À partir de demain, 2 avril 2026, deux mesures entrent simultanément en vigueur et viennent porter un coup sévère à tous ceux qui comptaient sur leur Compte personnel de formation (CPF) pour se qualifier ou se reconvertir. D’un côté, le reste à charge obligatoire passe brutalement de 103,20 € à 150 €. De l’autre, un décret publié ce matin au Journal officiel (n° 2026-233) impose aux influenceurs des contraintes techniques si lourdes qu’elles risquent de faire disparaître purement et simplement toute promotion efficace des formations sur les réseaux sociaux. Le gouvernement parle de « régulation » et de « qualité ». Les actifs, eux, y voient surtout une double peine : plus cher et moins d’informations.
Un ticket modérateur presque doublé en quelques mois
C’est un véritable coup de massue. Jusqu’à présent indexé sur l’inflation (103,20 € depuis janvier 2026), le ticket modérateur est relevé à 150 euros par un décret du 30 mars 2026, applicable dès demain pour toute nouvelle inscription.

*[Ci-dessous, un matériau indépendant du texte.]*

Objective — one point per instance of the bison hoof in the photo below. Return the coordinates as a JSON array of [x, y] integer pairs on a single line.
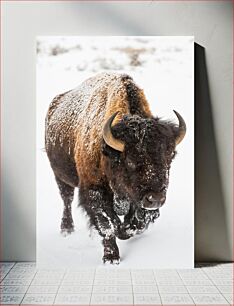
[[66, 231], [107, 259]]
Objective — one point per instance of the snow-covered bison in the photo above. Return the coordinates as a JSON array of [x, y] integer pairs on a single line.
[[102, 138]]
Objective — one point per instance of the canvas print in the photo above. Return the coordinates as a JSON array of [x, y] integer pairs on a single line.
[[115, 152]]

Seuls les demandeurs d’emploi et les bénéficiaires d’un cofinancement (employeur ou OPCO notamment) y échappent. Pour tous les autres – c’est-à-dire l’immense majorité des salariés –, la barrière financière se renforce brutalement.

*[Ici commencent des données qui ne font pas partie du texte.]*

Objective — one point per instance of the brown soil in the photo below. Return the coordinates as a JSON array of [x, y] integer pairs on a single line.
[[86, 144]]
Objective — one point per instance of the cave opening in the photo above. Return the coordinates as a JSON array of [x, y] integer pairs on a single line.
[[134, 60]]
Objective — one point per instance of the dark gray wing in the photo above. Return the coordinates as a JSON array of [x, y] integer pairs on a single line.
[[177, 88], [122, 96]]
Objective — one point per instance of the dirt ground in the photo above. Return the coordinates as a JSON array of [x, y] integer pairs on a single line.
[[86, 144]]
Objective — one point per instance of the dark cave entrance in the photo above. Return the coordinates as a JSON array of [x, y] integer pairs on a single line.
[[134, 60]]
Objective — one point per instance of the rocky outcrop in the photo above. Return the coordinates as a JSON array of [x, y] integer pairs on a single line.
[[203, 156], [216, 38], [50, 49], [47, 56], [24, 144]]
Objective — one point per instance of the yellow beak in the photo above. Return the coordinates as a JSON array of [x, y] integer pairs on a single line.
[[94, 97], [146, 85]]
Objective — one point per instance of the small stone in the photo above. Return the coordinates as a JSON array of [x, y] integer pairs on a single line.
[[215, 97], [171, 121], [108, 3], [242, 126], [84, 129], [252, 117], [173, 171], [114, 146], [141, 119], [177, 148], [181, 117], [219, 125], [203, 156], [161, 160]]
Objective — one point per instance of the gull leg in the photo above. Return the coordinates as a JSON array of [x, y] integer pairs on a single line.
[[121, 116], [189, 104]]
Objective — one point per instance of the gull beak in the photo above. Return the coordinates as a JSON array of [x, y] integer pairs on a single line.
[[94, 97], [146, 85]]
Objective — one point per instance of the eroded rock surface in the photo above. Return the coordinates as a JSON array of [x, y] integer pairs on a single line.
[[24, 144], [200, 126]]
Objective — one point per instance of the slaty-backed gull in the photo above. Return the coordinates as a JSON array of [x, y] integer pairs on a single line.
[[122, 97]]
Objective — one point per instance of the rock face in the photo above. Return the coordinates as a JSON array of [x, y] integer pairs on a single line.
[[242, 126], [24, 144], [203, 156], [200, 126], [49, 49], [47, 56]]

Cette augmentation, qui survient après des mois de flottement, pénalise directement les actifs les plus modestes. Pour beaucoup, le CPF représentait le seul levier accessible pour obtenir une certification ou changer de voie. Aujourd’hui, il devient un luxe. Comme le soulignait récemment un formateur sur LinkedIn, « on passe d’un reste à charge symbolique à un véritable frein économique ». Résultat : des milliers de projets de formation vont être abandonnés ou reportés sine die.

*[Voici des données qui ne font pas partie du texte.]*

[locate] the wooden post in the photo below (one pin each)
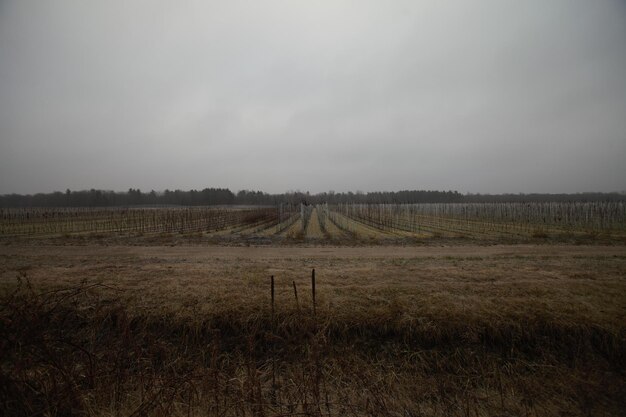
(272, 290)
(313, 289)
(295, 293)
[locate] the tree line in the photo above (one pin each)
(223, 196)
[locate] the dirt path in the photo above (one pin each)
(214, 252)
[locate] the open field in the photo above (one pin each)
(324, 224)
(502, 330)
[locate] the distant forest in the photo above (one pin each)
(223, 196)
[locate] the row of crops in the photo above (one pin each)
(487, 219)
(17, 222)
(444, 219)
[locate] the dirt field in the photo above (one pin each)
(396, 331)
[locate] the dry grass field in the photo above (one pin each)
(523, 330)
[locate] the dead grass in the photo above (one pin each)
(453, 336)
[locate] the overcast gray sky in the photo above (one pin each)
(475, 96)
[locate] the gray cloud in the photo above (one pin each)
(493, 96)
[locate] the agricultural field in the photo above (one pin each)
(301, 310)
(346, 223)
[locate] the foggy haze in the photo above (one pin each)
(488, 96)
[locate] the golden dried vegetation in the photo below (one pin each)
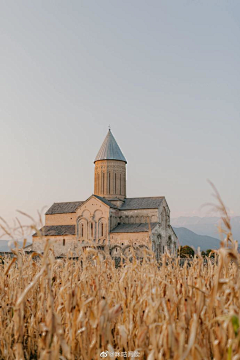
(76, 308)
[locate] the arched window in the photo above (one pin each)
(103, 184)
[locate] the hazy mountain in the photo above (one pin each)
(188, 237)
(4, 245)
(206, 225)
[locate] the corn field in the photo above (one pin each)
(86, 308)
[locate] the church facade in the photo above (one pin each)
(108, 219)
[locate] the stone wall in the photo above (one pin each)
(140, 238)
(60, 244)
(60, 219)
(110, 179)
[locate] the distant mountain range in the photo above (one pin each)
(188, 237)
(206, 225)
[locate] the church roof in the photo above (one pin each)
(142, 203)
(64, 208)
(57, 230)
(132, 228)
(110, 149)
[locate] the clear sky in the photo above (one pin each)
(164, 74)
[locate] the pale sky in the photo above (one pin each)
(164, 74)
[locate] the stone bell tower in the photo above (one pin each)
(110, 170)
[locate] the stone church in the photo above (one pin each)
(108, 219)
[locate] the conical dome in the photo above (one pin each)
(110, 149)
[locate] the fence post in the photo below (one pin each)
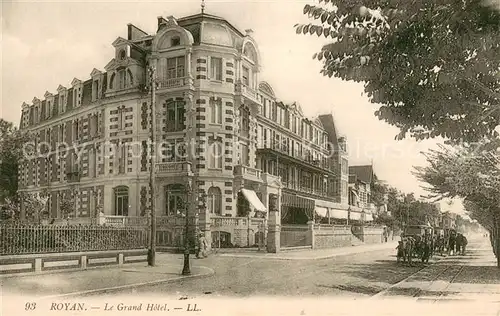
(274, 230)
(310, 233)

Influenceurs et organismes de formation : un encadrement à outrance
Parallèlement, le même jour entre en vigueur le décret n° 2026-233 qui encadre de manière draconienne la promotion des formations financées par des fonds publics sur les réseaux sociaux. L’objectif affiché ? Lutter contre les dérives commerciales. La méthode ? Une avalanche d’obligations techniques qui transforme la moindre vidéo ou story en parcours du combattant administratif.
Désormais, toute publication par un influenceur doit comporter une série de mentions obligatoires, avec des contraintes dignes d’un cahier des charges publicitaire :
- Dans les vidéos, un bandeau permanent devra apparaître pendant au moins 90 % de la durée du contenu, recouvrant un espace horizontal d’au moins 7 % de la surface de l’écran.
- Sur les formats audio, les mentions devront être énoncées immédiatement après le message promotionnel.
- L’annonceur doit également indiquer le caractère public du financement, un lien vers la réglementation, ainsi que la dénomination sociale et le numéro SIREN de l’organisme de formation et de son éventuel sous-traitant.
Ces mentions, présentées de manière lisible ou audible, doivent être clairement distinguables du contenu promotionnel. Un arrêté ministériel viendra encore préciser les modalités techniques. Comme le détaillait Thomas Grâce dans une récente publication sur LinkedIn, « on ne parle plus de communication, on parle de signalétique obligatoire ».
Un frein à l’information et à la transparence
Si l’intention de mieux encadrer le marché de la formation est louable, ces mesures cumulatives interrogent sérieusement. À vouloir trop rigidifier les conditions de promotion, on risque d’asphyxier la communication légitime des organismes de formation et de réduire drastiquement la visibilité des dispositifs d’accès à la formation. En rendant plus coûteux et plus complexe l’information des salariés, le gouvernement ne risque-t-il pas de faire le lit de l’autoformation sauvage ou, pire, du pur renoncement ?
Dans un contexte économique déjà tendu, ces deux réformes, entrant en vigueur le même jour, envoient un signal désastreux : plutôt que de simplifier l’accès à la formation et d’encourager une information claire, l’État choisit de multiplier les obstacles, financiers et réglementaires.
Les actifs qui souhaitent encore utiliser leur CPF devront non seulement payer plus, mais aussi naviguer dans un univers promotionnel réduit au silence, où les informations essentielles seront désormais noyées sous des obligations techniques imposées sans réelle concertation.
L’accès à la formation professionnelle se verrouille. Et ce n’est pas une simple régulation : c’est une véritable mise sous tutelle. Les salariés modestes, les reconvertis, les jeunes actifs… tous ceux qui misaient sur le CPF pour s’en sortir paieront la note. Le gouvernement voulait de la « qualité » ? Il risque surtout de récolter de la frustration et de l’abandon. À suivre.